「横尾忠則の緊急事態宣言」、新型コロナで創作活動も一変した美術家の提案とは?
新型コロナは我々の生活を一変させたが、芸術家の創作活動にも大きな影響を与えている。美術家の横尾忠則もそのひとりだ。「横尾忠則現代美術館」(神戸市灘区)で開催中の展覧会『横尾忠則の緊急事態宣言』では、その様子が興味深く表現されている。
本展では、危機的状況を描いた横尾作品が紹介される。たとえば《ライオンと緑の月》(1996年)という作品。ルソーの名作《眠りジプシー女》を下敷きにしたものだ。

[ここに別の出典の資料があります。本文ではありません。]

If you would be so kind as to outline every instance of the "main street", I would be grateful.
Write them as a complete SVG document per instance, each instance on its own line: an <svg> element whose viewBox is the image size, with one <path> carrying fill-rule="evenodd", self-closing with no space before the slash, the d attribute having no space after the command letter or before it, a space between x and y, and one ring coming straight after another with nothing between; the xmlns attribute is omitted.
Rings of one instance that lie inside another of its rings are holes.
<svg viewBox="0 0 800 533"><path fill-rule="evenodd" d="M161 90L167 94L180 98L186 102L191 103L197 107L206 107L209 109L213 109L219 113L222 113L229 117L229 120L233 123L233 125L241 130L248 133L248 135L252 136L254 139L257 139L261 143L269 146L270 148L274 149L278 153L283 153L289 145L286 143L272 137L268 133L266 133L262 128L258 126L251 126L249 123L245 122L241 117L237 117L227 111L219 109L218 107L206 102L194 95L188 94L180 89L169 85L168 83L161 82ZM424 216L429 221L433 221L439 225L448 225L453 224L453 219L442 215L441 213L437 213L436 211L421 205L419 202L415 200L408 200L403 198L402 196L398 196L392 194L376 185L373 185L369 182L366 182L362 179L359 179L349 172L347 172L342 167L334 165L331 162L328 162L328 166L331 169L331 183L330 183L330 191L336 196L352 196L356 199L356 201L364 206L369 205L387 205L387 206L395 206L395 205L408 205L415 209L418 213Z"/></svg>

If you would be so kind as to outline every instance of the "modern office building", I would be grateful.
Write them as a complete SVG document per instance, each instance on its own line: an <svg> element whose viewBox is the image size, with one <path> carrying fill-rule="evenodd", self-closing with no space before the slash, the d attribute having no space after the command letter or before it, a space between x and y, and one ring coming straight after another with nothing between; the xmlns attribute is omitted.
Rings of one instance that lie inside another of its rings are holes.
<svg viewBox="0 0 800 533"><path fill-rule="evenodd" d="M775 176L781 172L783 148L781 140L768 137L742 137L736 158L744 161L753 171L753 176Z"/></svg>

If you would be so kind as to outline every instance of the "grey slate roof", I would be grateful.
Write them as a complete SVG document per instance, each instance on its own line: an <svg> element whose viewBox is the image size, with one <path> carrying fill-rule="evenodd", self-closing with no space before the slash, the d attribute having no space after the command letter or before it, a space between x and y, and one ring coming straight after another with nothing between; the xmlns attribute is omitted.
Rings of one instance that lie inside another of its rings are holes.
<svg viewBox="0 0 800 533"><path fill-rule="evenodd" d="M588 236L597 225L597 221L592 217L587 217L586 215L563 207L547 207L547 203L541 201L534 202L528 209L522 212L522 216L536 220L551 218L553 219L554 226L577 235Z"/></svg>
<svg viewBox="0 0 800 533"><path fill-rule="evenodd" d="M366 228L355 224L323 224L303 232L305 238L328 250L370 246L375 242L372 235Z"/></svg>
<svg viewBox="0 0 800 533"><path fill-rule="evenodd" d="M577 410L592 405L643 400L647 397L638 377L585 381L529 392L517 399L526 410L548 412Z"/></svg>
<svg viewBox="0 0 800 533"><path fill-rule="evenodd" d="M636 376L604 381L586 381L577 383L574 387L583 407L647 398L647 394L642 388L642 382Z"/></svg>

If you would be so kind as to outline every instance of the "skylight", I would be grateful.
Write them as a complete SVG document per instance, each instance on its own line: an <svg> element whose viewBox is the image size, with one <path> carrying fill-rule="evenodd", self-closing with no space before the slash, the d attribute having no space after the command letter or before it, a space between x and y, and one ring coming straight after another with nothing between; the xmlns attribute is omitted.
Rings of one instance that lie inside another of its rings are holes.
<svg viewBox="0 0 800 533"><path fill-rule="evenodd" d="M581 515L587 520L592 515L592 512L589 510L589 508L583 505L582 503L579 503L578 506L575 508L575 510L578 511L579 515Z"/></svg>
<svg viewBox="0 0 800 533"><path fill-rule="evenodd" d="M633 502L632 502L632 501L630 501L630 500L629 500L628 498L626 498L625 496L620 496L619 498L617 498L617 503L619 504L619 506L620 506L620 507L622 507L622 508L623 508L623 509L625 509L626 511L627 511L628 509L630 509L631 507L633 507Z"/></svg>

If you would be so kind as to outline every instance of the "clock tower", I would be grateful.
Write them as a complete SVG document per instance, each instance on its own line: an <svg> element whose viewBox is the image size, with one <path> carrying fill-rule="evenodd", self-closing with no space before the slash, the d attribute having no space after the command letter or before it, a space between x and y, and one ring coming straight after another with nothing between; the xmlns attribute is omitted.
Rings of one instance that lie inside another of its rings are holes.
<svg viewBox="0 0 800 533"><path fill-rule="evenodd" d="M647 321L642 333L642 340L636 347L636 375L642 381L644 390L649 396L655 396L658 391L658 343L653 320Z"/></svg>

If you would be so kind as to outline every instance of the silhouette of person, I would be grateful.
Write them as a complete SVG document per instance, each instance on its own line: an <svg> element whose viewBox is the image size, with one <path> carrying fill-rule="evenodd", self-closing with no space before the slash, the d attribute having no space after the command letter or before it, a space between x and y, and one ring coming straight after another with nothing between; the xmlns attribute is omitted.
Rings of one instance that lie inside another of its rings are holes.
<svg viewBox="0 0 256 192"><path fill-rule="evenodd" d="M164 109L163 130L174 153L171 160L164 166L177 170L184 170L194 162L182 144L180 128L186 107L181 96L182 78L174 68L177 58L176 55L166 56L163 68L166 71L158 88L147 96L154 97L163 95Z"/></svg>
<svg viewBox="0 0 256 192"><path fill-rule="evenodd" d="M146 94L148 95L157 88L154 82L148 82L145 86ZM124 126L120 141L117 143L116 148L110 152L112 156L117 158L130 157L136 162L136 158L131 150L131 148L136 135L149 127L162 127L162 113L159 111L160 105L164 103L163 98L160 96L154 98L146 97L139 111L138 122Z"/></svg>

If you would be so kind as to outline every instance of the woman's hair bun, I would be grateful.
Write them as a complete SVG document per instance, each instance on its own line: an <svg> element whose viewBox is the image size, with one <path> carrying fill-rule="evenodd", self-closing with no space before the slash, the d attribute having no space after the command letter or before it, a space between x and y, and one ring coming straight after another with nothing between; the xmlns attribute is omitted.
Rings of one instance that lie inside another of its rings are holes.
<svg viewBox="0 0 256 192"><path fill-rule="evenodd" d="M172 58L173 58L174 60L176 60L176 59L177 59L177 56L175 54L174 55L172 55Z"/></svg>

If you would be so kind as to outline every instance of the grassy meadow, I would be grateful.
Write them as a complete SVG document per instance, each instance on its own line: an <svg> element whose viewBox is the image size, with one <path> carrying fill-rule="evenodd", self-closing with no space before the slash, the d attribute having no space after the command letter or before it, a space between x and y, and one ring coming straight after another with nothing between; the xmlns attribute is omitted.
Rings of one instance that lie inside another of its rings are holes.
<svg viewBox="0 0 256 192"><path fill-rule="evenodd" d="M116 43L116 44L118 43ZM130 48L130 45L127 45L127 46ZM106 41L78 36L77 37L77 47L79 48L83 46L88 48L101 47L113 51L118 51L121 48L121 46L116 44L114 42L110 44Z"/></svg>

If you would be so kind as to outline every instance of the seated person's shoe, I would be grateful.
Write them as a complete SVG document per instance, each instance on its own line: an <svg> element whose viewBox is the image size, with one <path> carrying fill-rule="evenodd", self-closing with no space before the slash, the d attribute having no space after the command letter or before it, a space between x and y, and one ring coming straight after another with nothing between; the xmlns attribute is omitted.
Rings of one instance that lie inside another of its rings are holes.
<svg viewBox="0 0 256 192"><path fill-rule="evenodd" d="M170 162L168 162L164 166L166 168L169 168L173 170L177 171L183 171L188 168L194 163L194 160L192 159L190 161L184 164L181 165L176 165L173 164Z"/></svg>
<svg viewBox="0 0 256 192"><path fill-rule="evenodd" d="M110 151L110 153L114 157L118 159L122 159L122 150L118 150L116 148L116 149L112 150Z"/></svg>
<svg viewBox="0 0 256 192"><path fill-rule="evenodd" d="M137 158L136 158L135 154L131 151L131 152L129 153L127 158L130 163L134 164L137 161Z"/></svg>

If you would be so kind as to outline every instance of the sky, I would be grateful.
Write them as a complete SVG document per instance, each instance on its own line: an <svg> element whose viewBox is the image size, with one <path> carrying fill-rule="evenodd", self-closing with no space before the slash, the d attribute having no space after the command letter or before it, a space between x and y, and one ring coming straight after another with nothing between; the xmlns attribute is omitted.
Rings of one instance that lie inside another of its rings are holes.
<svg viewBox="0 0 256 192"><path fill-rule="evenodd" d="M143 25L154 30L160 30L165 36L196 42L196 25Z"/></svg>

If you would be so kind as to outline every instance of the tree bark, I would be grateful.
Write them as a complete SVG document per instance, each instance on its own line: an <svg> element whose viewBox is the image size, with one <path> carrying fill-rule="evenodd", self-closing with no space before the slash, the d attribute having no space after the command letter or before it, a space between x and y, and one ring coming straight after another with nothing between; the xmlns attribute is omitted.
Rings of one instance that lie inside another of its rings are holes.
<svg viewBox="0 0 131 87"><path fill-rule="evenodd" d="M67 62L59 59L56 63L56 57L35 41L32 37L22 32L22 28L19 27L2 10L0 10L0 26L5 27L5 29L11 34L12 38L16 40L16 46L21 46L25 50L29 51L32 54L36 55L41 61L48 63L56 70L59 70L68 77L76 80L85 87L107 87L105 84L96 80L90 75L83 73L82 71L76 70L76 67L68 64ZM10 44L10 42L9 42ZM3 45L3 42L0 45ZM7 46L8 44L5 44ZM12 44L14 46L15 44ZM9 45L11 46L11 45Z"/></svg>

原作では眠るジプシー女の傍らにライオンが寄り添っているが、横尾はライオンがジプシー女を襲う様子を別のアングルから描いた。
また《Devil Man》(1996年)は永井豪の名作漫画「デビルマン」を引用している。新型コロナで人々の心が疑心暗鬼になった状況を「まるでデビルマンの世界」と言ったユーチューバーがいたが、今の時期に同作を見るのはきわめてタイムリーだ。
ほかには、湾岸戦争を扱った《時代の肖像》(1991年)、スーツ姿の3人の男性が危機的状況に巻き込まれる様子を描いた「凶事シリーズ」などの作品が出展。また現在、ウェブ上で発表されている作品《With Corona》を展示各所に散りばめるようなインスタレーションも展開される。これはさまざまなビジュアルにマスクや口腔のイメージをコラージュした作品だ。
横尾忠則が危機的状況をどのように捉え、表現したのかを新旧作品で読み解く興味深い企画だ。期間は12月20日まで、料金は一般700円。